In [1]:
# Initial setup
import pandas as pd
import numpy as np
import matplotlib.pyplot as plt
import seaborn as sns
import datetime as dt
from sklearn.model_selection import train_test_split
from sklearn.linear_model import LogisticRegression
from sklearn.ensemble import RandomForestClassifier
from sklearn.model_selection import KFold
from sklearn.metrics import classification_report, confusion_matrix
from sklearn.metrics import precision_recall_curve
from sklearn.metrics import precision_score
from sklearn.metrics import recall_score
from sklearn.metrics import f1_score
from sklearn.model_selection import GridSearchCV
plt.style.use('seaborn-white')
%matplotlib inline

In [2]:
# Read off data
lend = pd.read_csv('data/lending_ml.csv')
display(lend.head())
print(lend.shape)

Unnamed: 0,home_ownership,purpose,yr_credit,dti,revol_util_dec,total_acc,addr_state,target
0,RENT,credit_card,26.0,27.65,0.837,9.0,AZ,1
1,RENT,car,12.0,1.0,0.094,4.0,GA,0
2,RENT,small_business,10.0,8.72,0.985,10.0,IL,1
3,RENT,other,15.0,20.0,2.1,37.0,CA,1
4,RENT,other,15.0,17.94,0.539,38.0,OR,1


(36182, 8)


#### This is a classification problem. 

The features being selected are homeownership, loan purpose, years of credit, debt to income ratio (DTI), % of credit usage, total credit lines, applicant's State

### Features Engineering

1. Get dummy variable for purpose and home_ownership

In [3]:
purpose = pd.get_dummies(lend['purpose'], drop_first=True)
home_own = pd.get_dummies(lend['home_ownership'], drop_first=True)
lend = pd.concat([lend, home_own, purpose], axis=1)

display(lend.head())

Unnamed: 0,home_ownership,purpose,yr_credit,dti,revol_util_dec,total_acc,addr_state,target,OTHER,OWN,...,home_improvement,house,major_purchase,medical,moving,other,renewable_energy,small_business,vacation,wedding
0,RENT,credit_card,26.0,27.65,0.837,9.0,AZ,1,0,0,...,0,0,0,0,0,0,0,0,0,0
1,RENT,car,12.0,1.0,0.094,4.0,GA,0,0,0,...,0,0,0,0,0,0,0,0,0,0
2,RENT,small_business,10.0,8.72,0.985,10.0,IL,1,0,0,...,0,0,0,0,0,0,0,1,0,0
3,RENT,other,15.0,20.0,2.1,37.0,CA,1,0,0,...,0,0,0,0,0,1,0,0,0,0
4,RENT,other,15.0,17.94,0.539,38.0,OR,1,0,0,...,0,0,0,0,0,1,0,0,0,0


2. Get dummy variable for addr_state

    - From [inference statistic](https://github.com/sittingman/lending_repayment/blob/master/inference_stat.ipynb) analysis, some states such as IA and MS have so only one record each that treating those labels as a feature may run into overfit problem later. 

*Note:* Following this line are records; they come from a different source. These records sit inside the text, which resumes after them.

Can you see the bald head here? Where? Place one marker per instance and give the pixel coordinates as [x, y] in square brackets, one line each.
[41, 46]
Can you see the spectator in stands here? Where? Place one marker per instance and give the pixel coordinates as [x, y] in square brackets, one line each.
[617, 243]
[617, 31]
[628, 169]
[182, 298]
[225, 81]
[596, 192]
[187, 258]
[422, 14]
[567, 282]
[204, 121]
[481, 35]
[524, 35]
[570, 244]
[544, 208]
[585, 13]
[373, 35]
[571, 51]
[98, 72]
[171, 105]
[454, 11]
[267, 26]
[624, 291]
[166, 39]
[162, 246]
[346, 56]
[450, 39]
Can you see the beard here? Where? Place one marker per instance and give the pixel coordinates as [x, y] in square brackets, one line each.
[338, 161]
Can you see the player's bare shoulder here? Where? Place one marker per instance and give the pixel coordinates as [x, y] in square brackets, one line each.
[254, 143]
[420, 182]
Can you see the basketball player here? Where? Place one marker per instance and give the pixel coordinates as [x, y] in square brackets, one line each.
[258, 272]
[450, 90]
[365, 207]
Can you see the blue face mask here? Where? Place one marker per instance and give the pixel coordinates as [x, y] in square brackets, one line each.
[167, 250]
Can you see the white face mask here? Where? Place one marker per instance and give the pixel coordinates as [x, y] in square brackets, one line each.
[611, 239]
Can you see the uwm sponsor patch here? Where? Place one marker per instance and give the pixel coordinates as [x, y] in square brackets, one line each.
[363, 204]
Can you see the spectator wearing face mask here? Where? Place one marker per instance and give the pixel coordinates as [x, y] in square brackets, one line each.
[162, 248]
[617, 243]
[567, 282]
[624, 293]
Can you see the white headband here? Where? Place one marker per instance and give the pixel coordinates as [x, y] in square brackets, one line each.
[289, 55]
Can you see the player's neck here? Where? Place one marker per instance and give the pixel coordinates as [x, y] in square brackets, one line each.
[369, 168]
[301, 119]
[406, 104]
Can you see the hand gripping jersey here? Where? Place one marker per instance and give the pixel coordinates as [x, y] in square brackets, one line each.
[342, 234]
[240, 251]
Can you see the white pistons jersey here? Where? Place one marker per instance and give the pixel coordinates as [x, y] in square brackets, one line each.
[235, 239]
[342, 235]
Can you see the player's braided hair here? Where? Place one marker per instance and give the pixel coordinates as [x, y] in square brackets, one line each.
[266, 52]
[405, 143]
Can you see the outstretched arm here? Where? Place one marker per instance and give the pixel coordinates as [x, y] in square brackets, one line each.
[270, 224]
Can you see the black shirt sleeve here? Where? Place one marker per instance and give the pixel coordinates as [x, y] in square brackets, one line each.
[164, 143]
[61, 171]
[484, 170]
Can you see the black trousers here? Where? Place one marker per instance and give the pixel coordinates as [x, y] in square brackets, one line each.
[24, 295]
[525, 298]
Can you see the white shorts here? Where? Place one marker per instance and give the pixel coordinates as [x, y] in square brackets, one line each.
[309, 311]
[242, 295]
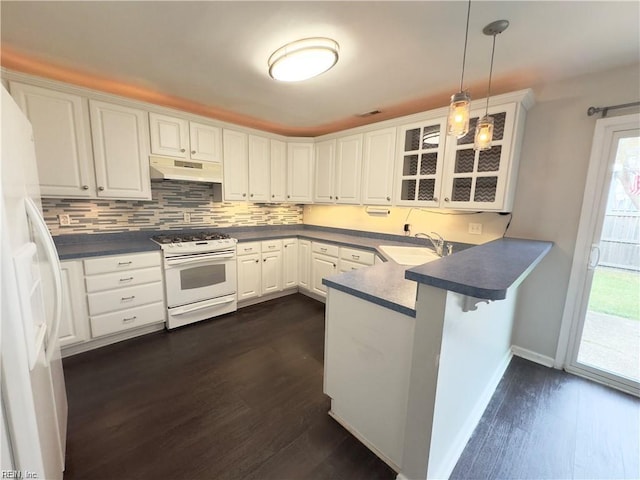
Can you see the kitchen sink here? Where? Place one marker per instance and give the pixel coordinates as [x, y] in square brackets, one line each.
[409, 255]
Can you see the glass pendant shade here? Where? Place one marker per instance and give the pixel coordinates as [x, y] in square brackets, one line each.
[484, 134]
[458, 123]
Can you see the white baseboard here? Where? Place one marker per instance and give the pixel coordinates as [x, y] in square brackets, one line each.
[532, 356]
[446, 466]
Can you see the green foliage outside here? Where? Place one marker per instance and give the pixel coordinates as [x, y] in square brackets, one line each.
[616, 292]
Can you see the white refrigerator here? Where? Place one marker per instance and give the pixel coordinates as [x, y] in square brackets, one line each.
[33, 397]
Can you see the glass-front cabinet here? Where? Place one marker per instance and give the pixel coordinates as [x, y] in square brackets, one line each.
[480, 180]
[421, 162]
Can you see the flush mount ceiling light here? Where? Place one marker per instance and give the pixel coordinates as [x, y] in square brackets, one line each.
[484, 129]
[458, 122]
[303, 59]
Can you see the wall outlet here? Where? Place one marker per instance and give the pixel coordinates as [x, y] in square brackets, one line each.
[475, 228]
[64, 219]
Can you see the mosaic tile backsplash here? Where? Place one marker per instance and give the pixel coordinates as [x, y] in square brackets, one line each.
[170, 199]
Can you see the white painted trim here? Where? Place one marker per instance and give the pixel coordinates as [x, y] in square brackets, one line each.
[364, 441]
[464, 434]
[599, 172]
[532, 356]
[111, 339]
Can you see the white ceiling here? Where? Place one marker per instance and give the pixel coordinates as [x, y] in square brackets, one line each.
[394, 56]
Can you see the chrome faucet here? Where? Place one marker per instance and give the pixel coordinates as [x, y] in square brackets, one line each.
[437, 241]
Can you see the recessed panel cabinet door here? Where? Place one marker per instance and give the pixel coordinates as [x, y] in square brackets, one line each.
[60, 124]
[379, 159]
[236, 165]
[121, 151]
[169, 135]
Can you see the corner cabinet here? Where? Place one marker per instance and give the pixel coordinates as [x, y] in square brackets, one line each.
[121, 151]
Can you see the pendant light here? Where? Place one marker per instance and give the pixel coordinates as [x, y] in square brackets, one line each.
[458, 122]
[484, 129]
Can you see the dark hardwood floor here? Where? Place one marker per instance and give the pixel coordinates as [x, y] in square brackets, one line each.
[240, 397]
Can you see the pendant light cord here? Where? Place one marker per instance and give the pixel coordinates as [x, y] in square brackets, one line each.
[493, 50]
[464, 53]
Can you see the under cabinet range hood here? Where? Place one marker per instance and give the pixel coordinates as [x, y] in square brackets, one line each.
[163, 168]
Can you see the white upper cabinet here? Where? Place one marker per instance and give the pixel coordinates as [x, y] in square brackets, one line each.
[484, 180]
[60, 124]
[236, 165]
[325, 153]
[180, 138]
[121, 151]
[348, 169]
[278, 177]
[300, 172]
[419, 177]
[259, 169]
[379, 155]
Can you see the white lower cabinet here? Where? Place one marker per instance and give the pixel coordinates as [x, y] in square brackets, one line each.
[74, 324]
[124, 292]
[304, 264]
[324, 262]
[289, 263]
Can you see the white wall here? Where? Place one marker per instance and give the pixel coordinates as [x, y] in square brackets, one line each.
[553, 170]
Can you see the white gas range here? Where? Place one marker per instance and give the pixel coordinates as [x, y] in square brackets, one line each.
[200, 276]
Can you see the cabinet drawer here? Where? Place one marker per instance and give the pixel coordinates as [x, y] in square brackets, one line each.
[127, 319]
[124, 298]
[359, 256]
[109, 281]
[271, 245]
[248, 248]
[325, 249]
[348, 265]
[117, 263]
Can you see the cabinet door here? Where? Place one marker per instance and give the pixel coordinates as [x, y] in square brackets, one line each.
[169, 135]
[60, 124]
[74, 324]
[259, 166]
[205, 142]
[420, 162]
[249, 276]
[290, 263]
[379, 155]
[322, 266]
[348, 169]
[477, 180]
[300, 172]
[236, 165]
[278, 171]
[121, 151]
[271, 272]
[304, 264]
[324, 171]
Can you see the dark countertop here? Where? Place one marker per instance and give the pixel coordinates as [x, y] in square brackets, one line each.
[486, 271]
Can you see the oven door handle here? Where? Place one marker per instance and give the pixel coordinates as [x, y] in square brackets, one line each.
[173, 261]
[182, 310]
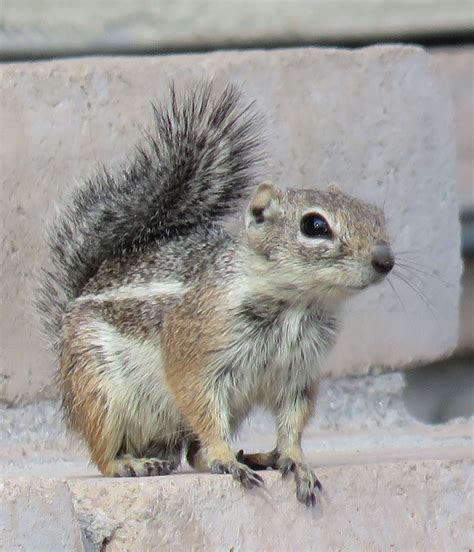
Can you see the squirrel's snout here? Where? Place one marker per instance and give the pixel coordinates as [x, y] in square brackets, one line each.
[382, 258]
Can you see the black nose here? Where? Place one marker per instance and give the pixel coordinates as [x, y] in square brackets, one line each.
[382, 258]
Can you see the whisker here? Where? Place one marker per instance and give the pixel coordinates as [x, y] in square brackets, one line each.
[436, 315]
[397, 295]
[422, 271]
[409, 252]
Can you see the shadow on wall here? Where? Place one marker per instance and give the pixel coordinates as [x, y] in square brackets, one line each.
[441, 391]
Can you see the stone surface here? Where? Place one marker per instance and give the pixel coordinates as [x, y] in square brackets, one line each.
[406, 505]
[37, 515]
[390, 482]
[456, 65]
[33, 26]
[374, 120]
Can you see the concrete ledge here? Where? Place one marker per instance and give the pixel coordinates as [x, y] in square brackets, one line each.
[411, 505]
[46, 26]
[390, 483]
[374, 120]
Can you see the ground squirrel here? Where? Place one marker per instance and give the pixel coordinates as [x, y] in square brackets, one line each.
[169, 329]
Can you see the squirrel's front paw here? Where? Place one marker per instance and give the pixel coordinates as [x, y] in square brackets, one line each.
[240, 472]
[305, 479]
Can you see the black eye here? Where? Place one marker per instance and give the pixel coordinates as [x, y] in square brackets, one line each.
[315, 226]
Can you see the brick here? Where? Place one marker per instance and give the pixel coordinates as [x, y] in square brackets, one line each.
[376, 121]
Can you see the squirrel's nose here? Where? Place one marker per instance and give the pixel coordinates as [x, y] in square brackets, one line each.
[382, 258]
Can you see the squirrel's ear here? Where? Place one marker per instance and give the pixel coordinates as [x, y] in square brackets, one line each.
[334, 189]
[264, 203]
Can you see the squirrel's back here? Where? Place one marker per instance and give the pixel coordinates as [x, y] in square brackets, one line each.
[192, 170]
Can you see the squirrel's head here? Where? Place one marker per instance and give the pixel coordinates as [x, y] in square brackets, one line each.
[322, 243]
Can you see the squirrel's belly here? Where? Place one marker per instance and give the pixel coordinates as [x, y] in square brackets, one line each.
[140, 404]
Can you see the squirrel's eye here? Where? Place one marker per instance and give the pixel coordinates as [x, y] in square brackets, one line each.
[315, 226]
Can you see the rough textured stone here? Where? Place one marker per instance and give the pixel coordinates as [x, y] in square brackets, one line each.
[37, 515]
[30, 26]
[374, 120]
[400, 506]
[456, 65]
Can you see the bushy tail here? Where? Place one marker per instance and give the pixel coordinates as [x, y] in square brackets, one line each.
[194, 168]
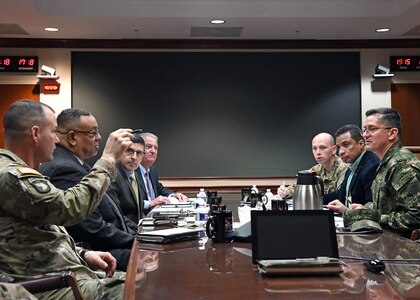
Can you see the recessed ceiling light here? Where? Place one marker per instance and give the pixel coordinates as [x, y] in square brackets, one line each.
[382, 30]
[217, 21]
[51, 29]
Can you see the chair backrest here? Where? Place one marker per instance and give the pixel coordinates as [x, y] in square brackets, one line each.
[415, 235]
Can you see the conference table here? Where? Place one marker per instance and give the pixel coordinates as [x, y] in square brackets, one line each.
[201, 269]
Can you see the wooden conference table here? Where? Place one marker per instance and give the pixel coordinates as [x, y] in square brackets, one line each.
[198, 270]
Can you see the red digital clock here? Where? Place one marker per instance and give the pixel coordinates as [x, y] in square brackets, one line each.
[18, 63]
[404, 63]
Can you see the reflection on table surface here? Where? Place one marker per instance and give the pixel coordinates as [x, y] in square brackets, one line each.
[201, 269]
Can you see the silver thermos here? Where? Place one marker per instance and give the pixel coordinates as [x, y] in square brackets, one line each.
[309, 191]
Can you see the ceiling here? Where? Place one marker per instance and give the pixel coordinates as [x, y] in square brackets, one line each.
[190, 19]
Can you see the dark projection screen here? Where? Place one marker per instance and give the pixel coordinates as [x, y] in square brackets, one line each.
[222, 113]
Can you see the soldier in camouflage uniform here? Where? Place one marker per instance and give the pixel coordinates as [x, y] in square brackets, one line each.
[12, 291]
[32, 211]
[396, 188]
[330, 167]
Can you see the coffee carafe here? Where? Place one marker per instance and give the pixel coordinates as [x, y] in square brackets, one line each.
[309, 191]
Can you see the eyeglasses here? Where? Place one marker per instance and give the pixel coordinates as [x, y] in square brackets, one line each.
[372, 130]
[130, 151]
[148, 147]
[91, 133]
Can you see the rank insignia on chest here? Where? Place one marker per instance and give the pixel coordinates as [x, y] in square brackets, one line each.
[41, 186]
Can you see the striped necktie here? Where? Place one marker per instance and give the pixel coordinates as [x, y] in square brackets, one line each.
[150, 186]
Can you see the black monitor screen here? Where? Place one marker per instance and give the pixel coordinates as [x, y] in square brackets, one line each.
[293, 234]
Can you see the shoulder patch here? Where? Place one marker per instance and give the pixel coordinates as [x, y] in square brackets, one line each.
[41, 185]
[28, 171]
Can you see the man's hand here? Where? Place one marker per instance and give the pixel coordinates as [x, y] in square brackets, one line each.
[181, 197]
[118, 141]
[337, 206]
[159, 200]
[101, 260]
[356, 206]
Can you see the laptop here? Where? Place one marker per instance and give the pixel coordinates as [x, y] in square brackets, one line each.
[295, 239]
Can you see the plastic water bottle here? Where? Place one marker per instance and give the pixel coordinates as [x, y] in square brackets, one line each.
[269, 196]
[201, 198]
[254, 189]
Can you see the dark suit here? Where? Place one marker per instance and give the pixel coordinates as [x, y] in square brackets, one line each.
[104, 229]
[360, 185]
[159, 189]
[123, 191]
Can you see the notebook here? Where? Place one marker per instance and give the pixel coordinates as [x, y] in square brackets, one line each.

    - We will replace state label that has <200 records as 'SML' to have the model recognize them as a group in the feature.

In [4]:
# create a crosstab to get count by states
table_state = pd.crosstab(lend['addr_state'], lend['target'], margins=True)

# filter for states that have more than 200 records, put that into list
LT_list = table_state[table_state['All'] > 200].index.tolist()

In [5]:
lend['helper_col'] = ~(lend['addr_state'].isin(LT_list)) # finding state records that do not match the LT_list

In [6]:
# if helper column is True, the record is from a small state, replace with 'SML', otherwise no change to the state label
lend['state'] = np.where(lend.helper_col == 1, 'SML', lend.addr_state)

In [7]:
# get dummy variables
state = pd.get_dummies(lend['state'], drop_first = True)
lend = pd.concat([lend, state], axis=1)

3. Get categorical feature column label for DTI grouping

    - from [inference statistic](https://github.com/sittingman/lending_repayment/blob/master/inference_stat.ipynb), DTI at the individual level does not show dependence on the loan paid off rate, but at the binning level it does. 
    - We will create a new column to hold the categorical DTI.

In [8]:
# crate function for grouping dti based on the value range
def dti(data):
    if data['dti'] <= 5: return 5
    elif (data['dti'] > 5) & (data['dti'] <=10) : return 10
    elif (data['dti'] > 10) & (data['dti'] <=15) : return 15
    elif (data['dti'] > 15) & (data['dti'] <=20) : return 20
    elif (data['dti'] > 20) & (data['dti'] <=30) : return 30
    elif (data['dti'] > 30): return 'high'

In [9]:
lend['dti_gp'] = lend.apply(dti, axis=1)

In [10]:
dti_gp = pd.get_dummies(lend['dti_gp'], drop_first = True)
lend = pd.concat([lend, dti_gp], axis = 1)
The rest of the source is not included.